Adds background, updates prices
LONDON, Feb 4 (Reuters) - Arabica coffee prices slumped to a 5-1/2 month low on Wednesday weighed by the prospect of a larger crop in top producer Brazil this year while cocoa prices also fell.
COFFEE
* Arabica coffee KCc1 was down 0.6% at $3.1515 per lb by 1426 GMT after hitting a 5-1/2 month low of $3.1405.
* Dealers also noted ICE exchange stocks were beginning to creep higher and should climb further in the near future with the volume of coffee pending grading growing.
* Exchange data showed there were 60,627 bags of arabica coffee pending grading, as of February 3, up from 28,354 bags a week earlier.
* Robusta coffee LRCc1 rose 1.05% to $3,850 a metric ton.
COCOA
* London cocoa LCCc1 lost 4.2% to 2,958 pounds a ton, slipping back towards a more than two-year low of 2,728 pounds set on Friday.
* Dealers said the market remained on the defensive owing to weak demand that is leading to a build-up in stocks of unsold beans in both Ivory Coast and Ghana
* A surge in cocoa prices in 2023 and 2024 has driven up the cost of chocolate, curbing demand, while some manufacturers have reformulated products to reduce cocoa content.

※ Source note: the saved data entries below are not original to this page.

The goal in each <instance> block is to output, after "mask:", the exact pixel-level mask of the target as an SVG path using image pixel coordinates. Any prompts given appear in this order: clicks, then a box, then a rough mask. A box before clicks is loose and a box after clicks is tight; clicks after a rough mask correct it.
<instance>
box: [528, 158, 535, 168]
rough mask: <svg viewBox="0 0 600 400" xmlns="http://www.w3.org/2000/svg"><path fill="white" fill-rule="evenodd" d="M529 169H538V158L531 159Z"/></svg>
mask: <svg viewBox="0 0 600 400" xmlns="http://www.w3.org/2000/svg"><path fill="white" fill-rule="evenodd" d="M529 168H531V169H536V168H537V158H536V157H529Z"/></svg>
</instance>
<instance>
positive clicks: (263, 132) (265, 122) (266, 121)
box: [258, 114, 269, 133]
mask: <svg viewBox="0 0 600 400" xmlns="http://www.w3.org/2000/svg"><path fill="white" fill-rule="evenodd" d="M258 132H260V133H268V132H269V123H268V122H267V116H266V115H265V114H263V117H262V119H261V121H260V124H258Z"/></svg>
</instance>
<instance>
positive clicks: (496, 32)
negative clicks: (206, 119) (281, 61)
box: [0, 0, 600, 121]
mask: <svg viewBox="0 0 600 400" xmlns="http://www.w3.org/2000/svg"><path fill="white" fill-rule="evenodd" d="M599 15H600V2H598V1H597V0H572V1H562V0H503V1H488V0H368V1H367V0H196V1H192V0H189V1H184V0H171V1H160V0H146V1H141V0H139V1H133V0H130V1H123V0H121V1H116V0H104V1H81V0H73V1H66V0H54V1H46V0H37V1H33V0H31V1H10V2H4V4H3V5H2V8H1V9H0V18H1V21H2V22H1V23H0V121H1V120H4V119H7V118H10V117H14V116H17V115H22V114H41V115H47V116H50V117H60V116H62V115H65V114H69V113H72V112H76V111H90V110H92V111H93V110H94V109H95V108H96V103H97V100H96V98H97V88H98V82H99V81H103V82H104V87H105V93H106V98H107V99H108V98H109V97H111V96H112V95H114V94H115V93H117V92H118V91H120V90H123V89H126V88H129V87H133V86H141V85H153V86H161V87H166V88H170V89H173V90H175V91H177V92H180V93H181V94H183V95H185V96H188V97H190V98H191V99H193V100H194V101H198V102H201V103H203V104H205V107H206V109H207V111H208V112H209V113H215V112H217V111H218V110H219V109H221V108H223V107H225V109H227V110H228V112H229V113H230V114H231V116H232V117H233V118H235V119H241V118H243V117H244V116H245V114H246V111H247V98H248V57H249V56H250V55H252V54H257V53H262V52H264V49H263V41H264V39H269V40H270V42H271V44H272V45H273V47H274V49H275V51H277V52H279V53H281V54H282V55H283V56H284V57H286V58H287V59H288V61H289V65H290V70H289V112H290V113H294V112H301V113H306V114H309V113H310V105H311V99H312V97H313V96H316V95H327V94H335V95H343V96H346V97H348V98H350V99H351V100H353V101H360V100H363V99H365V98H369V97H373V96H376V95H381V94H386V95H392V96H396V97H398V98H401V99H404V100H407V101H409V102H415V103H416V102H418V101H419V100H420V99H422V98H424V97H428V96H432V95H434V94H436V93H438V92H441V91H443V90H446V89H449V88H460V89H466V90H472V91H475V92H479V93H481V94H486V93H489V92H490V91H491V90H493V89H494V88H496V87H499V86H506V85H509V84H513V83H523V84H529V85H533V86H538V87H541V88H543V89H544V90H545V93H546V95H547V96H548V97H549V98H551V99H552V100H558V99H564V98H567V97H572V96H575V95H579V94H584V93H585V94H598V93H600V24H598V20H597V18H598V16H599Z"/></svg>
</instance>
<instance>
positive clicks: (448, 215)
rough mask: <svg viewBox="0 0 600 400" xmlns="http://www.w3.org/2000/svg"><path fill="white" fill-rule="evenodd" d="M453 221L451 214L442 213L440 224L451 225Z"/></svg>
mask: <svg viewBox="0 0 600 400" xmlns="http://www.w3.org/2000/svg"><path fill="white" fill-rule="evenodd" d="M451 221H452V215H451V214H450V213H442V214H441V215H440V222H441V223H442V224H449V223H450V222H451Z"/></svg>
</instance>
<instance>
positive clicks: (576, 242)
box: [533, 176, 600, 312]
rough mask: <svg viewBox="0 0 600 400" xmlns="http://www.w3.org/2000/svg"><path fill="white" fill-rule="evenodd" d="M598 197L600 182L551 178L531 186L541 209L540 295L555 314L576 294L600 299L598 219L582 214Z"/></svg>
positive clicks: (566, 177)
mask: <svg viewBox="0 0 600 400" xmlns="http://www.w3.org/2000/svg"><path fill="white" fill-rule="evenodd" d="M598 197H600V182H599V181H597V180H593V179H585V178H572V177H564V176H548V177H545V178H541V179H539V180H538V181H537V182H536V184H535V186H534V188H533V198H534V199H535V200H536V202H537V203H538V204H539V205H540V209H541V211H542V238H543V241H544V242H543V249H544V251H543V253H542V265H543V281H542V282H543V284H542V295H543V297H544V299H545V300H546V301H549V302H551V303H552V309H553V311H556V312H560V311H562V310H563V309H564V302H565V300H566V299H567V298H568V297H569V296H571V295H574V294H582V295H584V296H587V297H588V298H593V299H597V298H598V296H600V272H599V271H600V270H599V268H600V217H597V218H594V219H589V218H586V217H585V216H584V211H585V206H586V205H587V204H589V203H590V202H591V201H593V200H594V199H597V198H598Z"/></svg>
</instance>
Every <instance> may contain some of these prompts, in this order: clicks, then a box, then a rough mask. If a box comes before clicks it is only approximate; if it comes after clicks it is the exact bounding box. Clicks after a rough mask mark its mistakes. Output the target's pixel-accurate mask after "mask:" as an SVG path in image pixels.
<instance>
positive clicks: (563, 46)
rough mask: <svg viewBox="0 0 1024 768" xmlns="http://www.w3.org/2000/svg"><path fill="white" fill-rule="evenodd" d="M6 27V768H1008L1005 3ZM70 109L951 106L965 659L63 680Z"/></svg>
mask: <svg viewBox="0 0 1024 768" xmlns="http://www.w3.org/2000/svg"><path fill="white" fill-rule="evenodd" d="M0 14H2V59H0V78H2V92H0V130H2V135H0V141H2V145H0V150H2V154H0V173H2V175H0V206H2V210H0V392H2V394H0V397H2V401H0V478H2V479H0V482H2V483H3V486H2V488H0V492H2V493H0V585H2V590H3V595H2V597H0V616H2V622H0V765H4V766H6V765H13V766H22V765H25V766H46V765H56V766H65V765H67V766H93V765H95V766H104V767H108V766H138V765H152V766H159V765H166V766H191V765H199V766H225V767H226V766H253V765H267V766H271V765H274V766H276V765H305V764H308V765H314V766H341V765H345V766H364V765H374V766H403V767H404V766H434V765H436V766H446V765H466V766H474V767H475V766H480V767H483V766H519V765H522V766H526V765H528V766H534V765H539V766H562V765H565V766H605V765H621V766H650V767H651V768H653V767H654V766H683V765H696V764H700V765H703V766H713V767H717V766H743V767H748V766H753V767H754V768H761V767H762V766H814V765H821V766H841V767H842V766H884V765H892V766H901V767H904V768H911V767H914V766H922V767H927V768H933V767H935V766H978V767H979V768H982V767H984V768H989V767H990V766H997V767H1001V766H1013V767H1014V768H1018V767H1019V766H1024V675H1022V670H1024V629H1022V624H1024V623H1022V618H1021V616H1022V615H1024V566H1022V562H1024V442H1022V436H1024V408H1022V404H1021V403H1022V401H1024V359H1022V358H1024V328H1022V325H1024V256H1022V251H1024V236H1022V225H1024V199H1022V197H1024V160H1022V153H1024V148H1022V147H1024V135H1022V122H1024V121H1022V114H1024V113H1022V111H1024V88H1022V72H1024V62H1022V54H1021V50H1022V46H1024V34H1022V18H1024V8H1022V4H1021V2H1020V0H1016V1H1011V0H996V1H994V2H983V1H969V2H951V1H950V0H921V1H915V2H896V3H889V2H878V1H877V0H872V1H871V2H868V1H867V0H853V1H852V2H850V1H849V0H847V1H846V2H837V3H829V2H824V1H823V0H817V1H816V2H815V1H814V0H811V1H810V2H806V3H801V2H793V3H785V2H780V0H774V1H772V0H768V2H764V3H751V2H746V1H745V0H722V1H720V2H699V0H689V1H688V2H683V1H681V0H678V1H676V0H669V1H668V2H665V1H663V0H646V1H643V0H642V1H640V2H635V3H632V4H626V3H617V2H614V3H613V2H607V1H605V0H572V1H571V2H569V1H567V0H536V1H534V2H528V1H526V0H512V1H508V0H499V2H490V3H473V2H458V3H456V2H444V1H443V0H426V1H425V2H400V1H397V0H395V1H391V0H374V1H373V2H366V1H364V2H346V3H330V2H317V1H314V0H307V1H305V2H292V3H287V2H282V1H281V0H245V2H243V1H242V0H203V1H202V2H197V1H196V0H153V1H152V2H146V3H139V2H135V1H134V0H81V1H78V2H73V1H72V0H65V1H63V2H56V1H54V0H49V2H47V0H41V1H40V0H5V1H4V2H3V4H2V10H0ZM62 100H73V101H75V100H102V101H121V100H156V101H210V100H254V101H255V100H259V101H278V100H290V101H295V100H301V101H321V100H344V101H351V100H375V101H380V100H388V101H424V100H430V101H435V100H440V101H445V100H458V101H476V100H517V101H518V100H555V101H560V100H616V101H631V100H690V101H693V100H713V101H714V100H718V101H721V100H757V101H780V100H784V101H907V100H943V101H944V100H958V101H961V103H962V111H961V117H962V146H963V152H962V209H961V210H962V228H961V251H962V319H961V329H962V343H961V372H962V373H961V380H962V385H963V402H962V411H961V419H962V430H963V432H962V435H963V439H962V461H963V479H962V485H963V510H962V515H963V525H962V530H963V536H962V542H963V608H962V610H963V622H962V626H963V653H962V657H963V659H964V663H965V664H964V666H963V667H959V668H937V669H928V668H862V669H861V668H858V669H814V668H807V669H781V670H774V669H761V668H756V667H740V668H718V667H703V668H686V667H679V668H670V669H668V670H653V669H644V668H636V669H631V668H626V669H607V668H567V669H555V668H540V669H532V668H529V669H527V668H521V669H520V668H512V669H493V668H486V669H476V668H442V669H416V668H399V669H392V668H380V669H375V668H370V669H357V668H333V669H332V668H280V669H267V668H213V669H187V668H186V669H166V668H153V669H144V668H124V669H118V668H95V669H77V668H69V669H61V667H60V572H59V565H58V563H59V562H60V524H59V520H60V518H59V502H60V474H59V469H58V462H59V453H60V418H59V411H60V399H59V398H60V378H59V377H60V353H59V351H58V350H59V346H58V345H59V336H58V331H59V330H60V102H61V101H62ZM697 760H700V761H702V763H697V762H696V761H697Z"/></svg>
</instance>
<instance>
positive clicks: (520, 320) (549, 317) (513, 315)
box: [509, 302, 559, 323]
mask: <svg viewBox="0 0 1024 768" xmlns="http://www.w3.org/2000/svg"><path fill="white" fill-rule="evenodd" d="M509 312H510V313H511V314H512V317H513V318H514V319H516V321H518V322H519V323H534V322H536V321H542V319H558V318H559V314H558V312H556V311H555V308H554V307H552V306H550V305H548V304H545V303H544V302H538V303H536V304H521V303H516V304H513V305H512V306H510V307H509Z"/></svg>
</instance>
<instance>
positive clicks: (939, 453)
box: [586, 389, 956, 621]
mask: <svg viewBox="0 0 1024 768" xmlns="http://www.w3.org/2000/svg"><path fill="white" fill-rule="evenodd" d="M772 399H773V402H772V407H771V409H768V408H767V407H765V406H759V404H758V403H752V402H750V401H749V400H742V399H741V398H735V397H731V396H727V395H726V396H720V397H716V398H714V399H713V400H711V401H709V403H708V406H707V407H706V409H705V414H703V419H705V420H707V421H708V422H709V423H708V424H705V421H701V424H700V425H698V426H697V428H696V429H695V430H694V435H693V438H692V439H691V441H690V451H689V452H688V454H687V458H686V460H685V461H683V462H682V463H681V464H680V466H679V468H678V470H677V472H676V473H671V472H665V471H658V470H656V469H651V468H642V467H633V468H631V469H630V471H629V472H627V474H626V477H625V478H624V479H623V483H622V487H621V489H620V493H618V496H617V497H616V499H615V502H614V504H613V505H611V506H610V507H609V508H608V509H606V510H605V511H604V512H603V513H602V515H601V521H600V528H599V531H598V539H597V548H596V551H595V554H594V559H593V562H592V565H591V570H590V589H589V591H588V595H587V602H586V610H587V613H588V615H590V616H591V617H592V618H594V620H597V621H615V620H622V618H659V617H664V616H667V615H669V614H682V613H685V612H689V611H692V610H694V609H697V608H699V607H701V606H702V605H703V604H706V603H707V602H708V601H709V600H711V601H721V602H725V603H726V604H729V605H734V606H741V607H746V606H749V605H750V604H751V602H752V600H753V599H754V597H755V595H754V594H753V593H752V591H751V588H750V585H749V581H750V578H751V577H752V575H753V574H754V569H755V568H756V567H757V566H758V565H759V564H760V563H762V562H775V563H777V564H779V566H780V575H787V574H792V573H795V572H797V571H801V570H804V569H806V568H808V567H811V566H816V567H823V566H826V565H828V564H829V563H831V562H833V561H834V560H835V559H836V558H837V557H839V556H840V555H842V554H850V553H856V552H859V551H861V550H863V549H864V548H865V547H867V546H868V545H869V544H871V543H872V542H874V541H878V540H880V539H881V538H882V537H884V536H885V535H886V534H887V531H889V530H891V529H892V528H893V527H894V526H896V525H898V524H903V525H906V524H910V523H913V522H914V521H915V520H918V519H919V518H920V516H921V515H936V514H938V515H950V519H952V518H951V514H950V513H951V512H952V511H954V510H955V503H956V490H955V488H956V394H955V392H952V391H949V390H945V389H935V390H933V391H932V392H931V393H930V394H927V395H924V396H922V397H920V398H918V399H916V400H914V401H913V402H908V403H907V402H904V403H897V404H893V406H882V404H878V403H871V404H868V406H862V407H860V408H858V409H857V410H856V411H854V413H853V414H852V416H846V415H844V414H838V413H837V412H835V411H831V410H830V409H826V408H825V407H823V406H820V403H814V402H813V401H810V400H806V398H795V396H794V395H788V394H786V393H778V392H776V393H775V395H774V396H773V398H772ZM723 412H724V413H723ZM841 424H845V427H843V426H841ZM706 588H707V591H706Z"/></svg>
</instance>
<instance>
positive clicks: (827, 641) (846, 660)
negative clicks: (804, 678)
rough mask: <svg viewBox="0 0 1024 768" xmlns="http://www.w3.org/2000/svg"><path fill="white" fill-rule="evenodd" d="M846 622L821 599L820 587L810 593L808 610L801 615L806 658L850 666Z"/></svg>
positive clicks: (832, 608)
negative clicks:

* Cadbury parent Mondelez International MDLZ.O expects a subdued year ahead as price increases deter shoppers already facing rising living costs and macroeconomic uncertainty.
* New York cocoa CCc1 fell 4.4% to $4,112 a ton.
SUGAR
* Raw sugar SBc1 lost 0.6% to 14.54 cents per lb, slipping back towards a 2-1/2 month low of 14.13 cents set on Monday.
* Dealers continued to keep a close watch on news from the annual Dubai sugar conference, with forecasts that the market is likely to be more balanced in the coming 2026/27 season because of declining production.
* White sugar LSUc1 retreated 1% to $413.60 a ton.
* Indian sugar mills are unlikely to export their full allocation of 1.5 million tons in the current 2025/26 marketing year ending in September, a senior industry official said on Wednesday.